Setting out Labour’s foreign policy approach under leader Sir Keir Starmer, Ms Nandy will say her party would “rebuild Britain’s reputation as a reliable international partner, match the ambition of the British people and safeguard our national interests both at home and abroad”.
In her speech on Wednesday, frontbencher Ms Nandy will argue that “for too long, foreign policy has been the preserve of the political classes – formulated and implemented without the consideration or consent of the British people”.
Labour, she will pledge, “will put the British people and our shared values back at the heart of foreign policy”.
She will say: “There is a growing disconnect between the objectives we pursue abroad and the impacts they have on communities here at home.
“From the local football club put at risk by financiers on the other side of the world, to the impact that severe flooding has on a family-run business struggling to make ends meet.
“The world beyond our shores, and our ability to mould and shape it, affects the lives of people at home to an extraordinary degree.
“The challenges we face today demand more than empty slogans.

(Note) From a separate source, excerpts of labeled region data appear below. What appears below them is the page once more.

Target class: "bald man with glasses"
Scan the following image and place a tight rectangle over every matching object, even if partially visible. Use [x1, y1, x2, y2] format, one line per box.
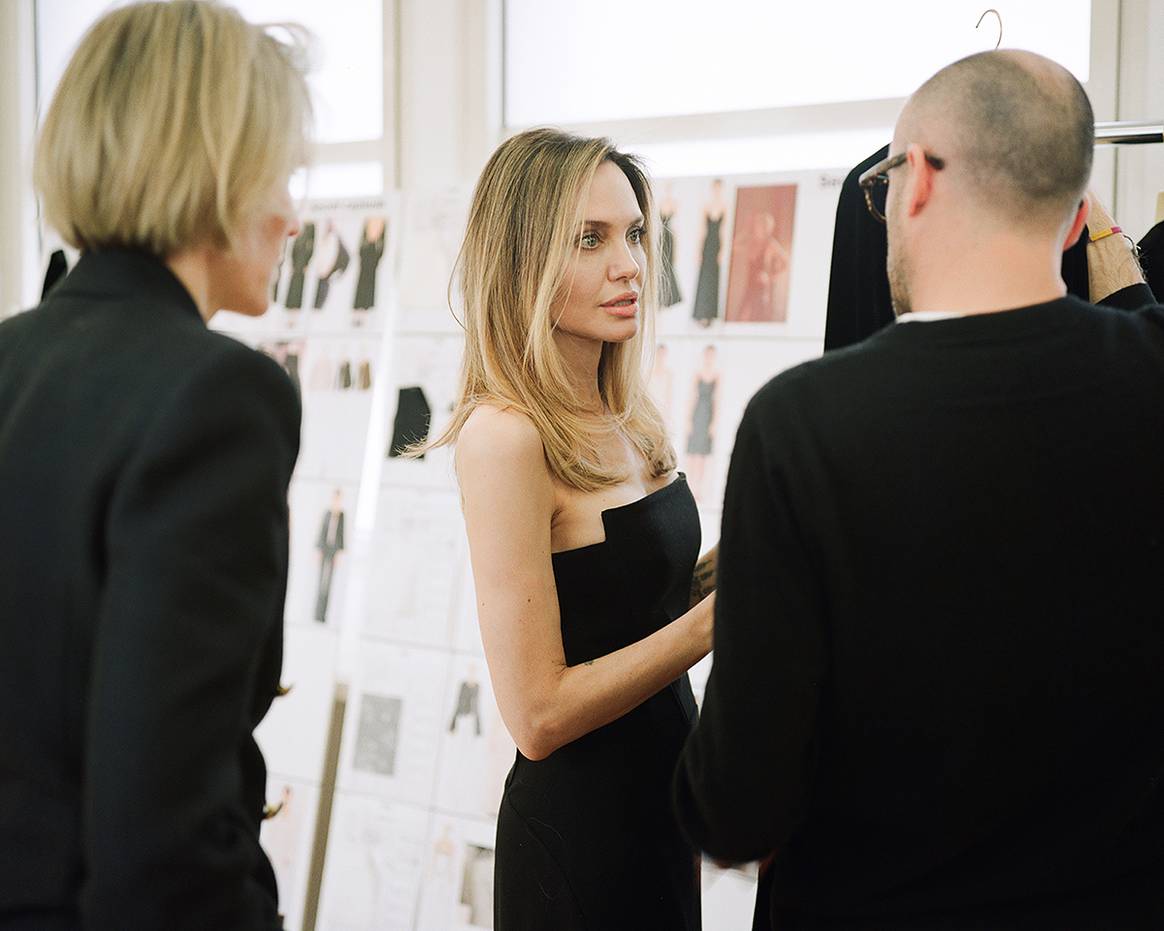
[675, 51, 1164, 931]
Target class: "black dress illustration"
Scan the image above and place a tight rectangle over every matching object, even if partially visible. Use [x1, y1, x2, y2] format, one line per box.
[313, 233, 352, 311]
[691, 215, 724, 326]
[687, 378, 718, 456]
[448, 681, 481, 737]
[659, 213, 683, 307]
[494, 476, 700, 931]
[352, 227, 386, 311]
[283, 221, 315, 311]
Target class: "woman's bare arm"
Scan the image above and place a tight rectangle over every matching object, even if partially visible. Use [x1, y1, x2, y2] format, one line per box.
[456, 407, 714, 760]
[688, 543, 719, 607]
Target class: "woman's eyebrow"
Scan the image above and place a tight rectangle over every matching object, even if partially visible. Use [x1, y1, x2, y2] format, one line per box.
[582, 213, 643, 230]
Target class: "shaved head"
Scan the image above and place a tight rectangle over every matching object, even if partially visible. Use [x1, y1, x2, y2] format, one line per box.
[896, 50, 1095, 227]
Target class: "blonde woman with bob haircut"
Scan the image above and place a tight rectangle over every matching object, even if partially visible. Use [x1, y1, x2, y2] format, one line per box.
[435, 129, 715, 931]
[0, 0, 308, 931]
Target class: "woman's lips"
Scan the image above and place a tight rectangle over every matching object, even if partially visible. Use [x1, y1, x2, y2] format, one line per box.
[601, 292, 639, 317]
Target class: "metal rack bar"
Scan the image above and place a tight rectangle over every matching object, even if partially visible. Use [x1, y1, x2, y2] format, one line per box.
[1095, 120, 1164, 145]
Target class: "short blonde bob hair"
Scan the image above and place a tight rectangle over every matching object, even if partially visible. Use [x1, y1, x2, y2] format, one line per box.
[34, 0, 311, 257]
[430, 129, 675, 491]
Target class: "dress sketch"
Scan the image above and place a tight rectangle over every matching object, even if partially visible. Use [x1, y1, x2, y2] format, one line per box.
[686, 346, 719, 502]
[659, 213, 683, 307]
[283, 220, 315, 311]
[312, 222, 352, 311]
[448, 680, 481, 737]
[315, 490, 343, 624]
[687, 377, 719, 456]
[352, 216, 386, 311]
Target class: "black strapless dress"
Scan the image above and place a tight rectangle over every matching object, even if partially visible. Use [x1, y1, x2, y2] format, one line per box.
[494, 475, 700, 931]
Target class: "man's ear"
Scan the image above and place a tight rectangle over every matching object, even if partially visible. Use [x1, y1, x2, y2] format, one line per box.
[904, 142, 936, 216]
[1063, 198, 1091, 251]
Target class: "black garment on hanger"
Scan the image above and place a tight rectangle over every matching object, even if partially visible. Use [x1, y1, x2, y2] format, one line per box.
[824, 145, 1094, 351]
[1140, 221, 1164, 294]
[388, 385, 432, 459]
[283, 222, 315, 311]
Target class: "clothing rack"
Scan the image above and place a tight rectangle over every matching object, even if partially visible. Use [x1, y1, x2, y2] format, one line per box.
[1095, 120, 1164, 145]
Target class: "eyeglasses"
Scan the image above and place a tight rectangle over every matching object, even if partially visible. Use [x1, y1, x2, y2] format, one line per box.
[857, 152, 945, 223]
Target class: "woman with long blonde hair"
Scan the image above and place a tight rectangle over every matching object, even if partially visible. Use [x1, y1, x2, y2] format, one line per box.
[434, 129, 715, 931]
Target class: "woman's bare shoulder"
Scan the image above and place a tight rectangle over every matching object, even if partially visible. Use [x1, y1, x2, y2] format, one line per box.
[456, 404, 546, 476]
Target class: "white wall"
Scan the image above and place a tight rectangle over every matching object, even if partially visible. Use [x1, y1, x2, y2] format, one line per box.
[0, 0, 40, 318]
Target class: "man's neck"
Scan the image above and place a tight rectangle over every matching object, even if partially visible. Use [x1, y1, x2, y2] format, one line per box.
[910, 233, 1067, 317]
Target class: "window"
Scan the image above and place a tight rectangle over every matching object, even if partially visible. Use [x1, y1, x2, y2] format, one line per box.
[505, 0, 1091, 128]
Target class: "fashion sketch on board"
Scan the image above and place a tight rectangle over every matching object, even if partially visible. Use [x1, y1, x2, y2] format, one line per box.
[691, 178, 728, 327]
[352, 692, 404, 776]
[724, 184, 796, 324]
[315, 489, 343, 624]
[659, 183, 683, 307]
[312, 220, 352, 311]
[352, 216, 388, 324]
[686, 343, 719, 500]
[461, 844, 494, 928]
[257, 340, 304, 397]
[283, 220, 315, 311]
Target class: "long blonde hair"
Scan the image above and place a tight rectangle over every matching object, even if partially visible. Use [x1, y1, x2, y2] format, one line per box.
[34, 0, 311, 256]
[424, 129, 675, 491]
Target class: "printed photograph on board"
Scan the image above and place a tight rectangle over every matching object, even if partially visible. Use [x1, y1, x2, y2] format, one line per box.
[724, 184, 796, 324]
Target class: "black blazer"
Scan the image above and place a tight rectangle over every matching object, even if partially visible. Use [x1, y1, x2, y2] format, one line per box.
[824, 145, 1094, 351]
[0, 251, 299, 931]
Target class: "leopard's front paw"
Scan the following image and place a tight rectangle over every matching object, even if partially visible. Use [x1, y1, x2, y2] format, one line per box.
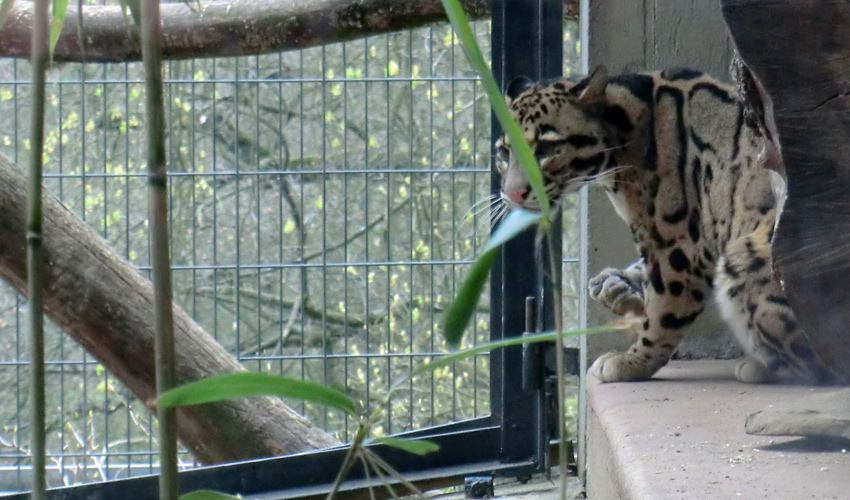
[588, 268, 645, 316]
[588, 352, 660, 382]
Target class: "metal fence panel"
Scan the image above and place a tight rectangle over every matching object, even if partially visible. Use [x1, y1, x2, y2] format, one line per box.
[0, 18, 578, 491]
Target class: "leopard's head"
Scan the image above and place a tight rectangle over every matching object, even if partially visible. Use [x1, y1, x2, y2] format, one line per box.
[495, 66, 612, 210]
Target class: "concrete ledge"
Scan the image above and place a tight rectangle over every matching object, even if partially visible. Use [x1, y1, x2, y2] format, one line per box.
[586, 361, 850, 500]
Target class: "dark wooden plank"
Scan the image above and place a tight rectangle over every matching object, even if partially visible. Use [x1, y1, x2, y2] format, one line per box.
[723, 0, 850, 382]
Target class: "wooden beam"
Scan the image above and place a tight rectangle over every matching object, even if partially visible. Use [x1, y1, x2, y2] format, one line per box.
[0, 0, 579, 62]
[723, 0, 850, 383]
[0, 155, 339, 464]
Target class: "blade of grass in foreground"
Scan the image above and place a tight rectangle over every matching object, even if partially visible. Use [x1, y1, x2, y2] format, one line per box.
[367, 436, 440, 456]
[443, 210, 542, 349]
[388, 318, 628, 400]
[155, 372, 357, 416]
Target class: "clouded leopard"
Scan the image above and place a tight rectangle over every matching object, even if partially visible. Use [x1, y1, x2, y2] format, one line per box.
[496, 67, 832, 383]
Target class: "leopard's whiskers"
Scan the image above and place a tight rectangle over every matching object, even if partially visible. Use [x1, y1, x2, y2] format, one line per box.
[458, 194, 502, 230]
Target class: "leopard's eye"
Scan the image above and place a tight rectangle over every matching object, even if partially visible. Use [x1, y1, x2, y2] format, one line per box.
[534, 141, 565, 161]
[496, 143, 511, 163]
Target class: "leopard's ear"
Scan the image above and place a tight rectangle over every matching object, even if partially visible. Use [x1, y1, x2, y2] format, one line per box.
[505, 76, 534, 104]
[572, 64, 608, 106]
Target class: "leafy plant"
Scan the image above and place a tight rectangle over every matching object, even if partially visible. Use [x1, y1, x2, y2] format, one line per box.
[159, 321, 629, 500]
[162, 0, 604, 500]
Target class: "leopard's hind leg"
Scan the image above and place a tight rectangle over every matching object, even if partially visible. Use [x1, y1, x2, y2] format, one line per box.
[715, 228, 830, 383]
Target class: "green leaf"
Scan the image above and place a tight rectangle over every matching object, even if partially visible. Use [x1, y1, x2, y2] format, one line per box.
[0, 0, 15, 28]
[443, 210, 542, 349]
[370, 436, 440, 456]
[118, 0, 142, 26]
[443, 250, 497, 349]
[50, 0, 68, 61]
[180, 490, 241, 500]
[387, 318, 628, 398]
[154, 372, 357, 415]
[442, 0, 552, 225]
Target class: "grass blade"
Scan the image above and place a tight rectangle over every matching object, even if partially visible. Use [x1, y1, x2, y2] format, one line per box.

Britain needs a foreign policy that defends our national security and safeguards the prosperity of the British people.”
Laying out her party’s foreign policy priorities, Ms Nandy, MP for Wigan, will warn of the domestic impacts of foreign policy, from a UK citizen falling victim to an organised crime gang “whose tentacles stretch across the globe”, to steel workers who “stand to lose their jobs”.
She will say: “I want to make the case today that the gulf between what we do abroad and what we choose to deliver for people at home is a direct threat to the security and prosperity of our country.
“That this disconnect has cost us the support and consent of the British people for our activities overseas, undermining our ability to make change in the world.
“And those choices, divorced from the everyday lives of the British public have caused nothing short of devastation for so many, writing off too many people and their communities in every nation and region of the UK. It doesn’t have to be like this.”